Practical components include assessing community context, identifying assets and partnerships, cultivating sustainable relationships, and aligning mission initiatives with congregational capacity and calling. Students reflect on evangelism as relational invitation rather than persuasion, and on the role of the pastor in modeling curiosity, humility, and faithful presence in public life.

Designed for Commissioned Ruling Elders serving as congregational pastors, this practicum prepares leaders to guide congregations beyond episodic service toward sustained, community-rooted engagement that reflects the gospel.

Course Objectives

Students who complete this course will be able to:

  • Articulate a theological understanding of mission and evangelism grounded in the Reformed tradition.
  • Assess the social, cultural, and relational dynamics of their local community with attentiveness and humility.
  • Distinguish between programmatic outreach and relationship-centered community engagement.
  • Design mission initiatives that align with congregational capacity, identity, and long-term sustainability.
  • Model evangelism as relational invitation and faithful presence rather than institutional recruitment.
  • Collaborate with community partners in ways that honor dignity and mutuality.
  • Identify internal congregational dynamics that either support or inhibit outward engagement.
  • Reflect critically on their own posture toward mission, public presence, and evangelism.

PRAC 205: Christian Presence: Prayer, Visitation, and Spiritual Care (Local)

Course Description

This practicum develops the capacity for sustained Christian presence in moments of vulnerability, transition, illness, grief, and spiritual questioning. Grounded in the hope of the gospel and the pastoral tradition of the church, the course prepares congregational pastors to offer prayerful, attentive, and theologically grounded care across a range of life circumstances.

Students examine the theology of presence as participation in Christ’s ministry of reconciliation and compassion.
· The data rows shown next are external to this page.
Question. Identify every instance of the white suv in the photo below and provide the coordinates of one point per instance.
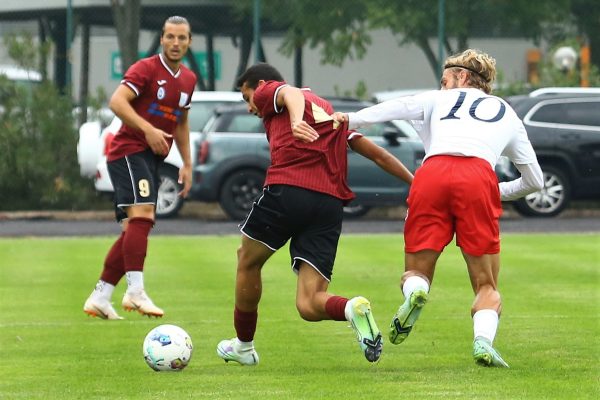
(94, 141)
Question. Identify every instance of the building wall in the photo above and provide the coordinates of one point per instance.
(386, 66)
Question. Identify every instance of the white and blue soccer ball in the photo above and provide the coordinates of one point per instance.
(167, 348)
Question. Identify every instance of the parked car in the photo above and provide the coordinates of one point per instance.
(563, 125)
(95, 139)
(233, 156)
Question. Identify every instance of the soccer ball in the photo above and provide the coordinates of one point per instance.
(167, 348)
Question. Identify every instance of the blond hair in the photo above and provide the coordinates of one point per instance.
(482, 68)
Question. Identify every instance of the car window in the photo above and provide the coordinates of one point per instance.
(549, 113)
(573, 113)
(233, 122)
(200, 113)
(584, 113)
(245, 123)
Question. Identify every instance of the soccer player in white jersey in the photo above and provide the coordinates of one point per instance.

Attention is given to listening as a pastoral discipline, to the appropriate use of Scripture and prayer in care settings, and to discerning when referral or collaboration with other professionals is necessary. The course explores the emotional demands placed upon pastors in hospital rooms, homes, crisis situations, and everyday conversations of care.
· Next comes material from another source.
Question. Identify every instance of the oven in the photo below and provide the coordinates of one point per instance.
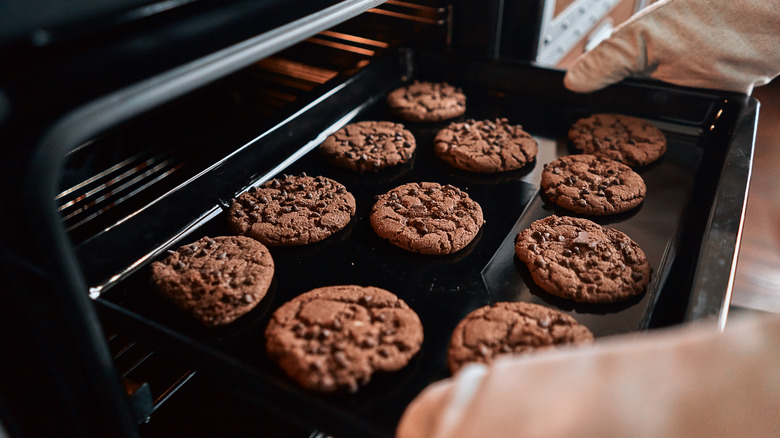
(129, 127)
Particular emphasis is placed on boundaries, differentiation of self, and avoiding over-functioning in care relationships. Students reflect on how their own experiences of suffering, grief, and faith influence their pastoral posture. Through role practice, case reflection, and guided supervision, participants cultivate habits of presence that are steady, compassionate, and spiritually attentive.

Designed for Commissioned Ruling Elders serving as congregational pastors, this practicum prepares leaders to embody Christian hope with humility and integrity in the most tender moments of congregational life.

Course Objectives

Students who complete this course will be able to:

  • Articulate a theological understanding of pastoral presence rooted in the ministry of Christ.
  • Demonstrate attentive listening and appropriate use of prayer and Scripture in spiritual care settings.
  • Provide pastoral visitation that is compassionate, grounded, and responsive to individual context.
  • Recognize emotional and spiritual dynamics present in crisis, grief, illness, and transition.
  • Maintain healthy boundaries and appropriate differentiation in pastoral care relationships.
  • Discern when referral or collaboration with other care professionals is necessary.
  • Integrate systems awareness into pastoral care without losing personal attentiveness.
  • Reflect on their own responses to suffering and identify practices that sustain compassionate leadership.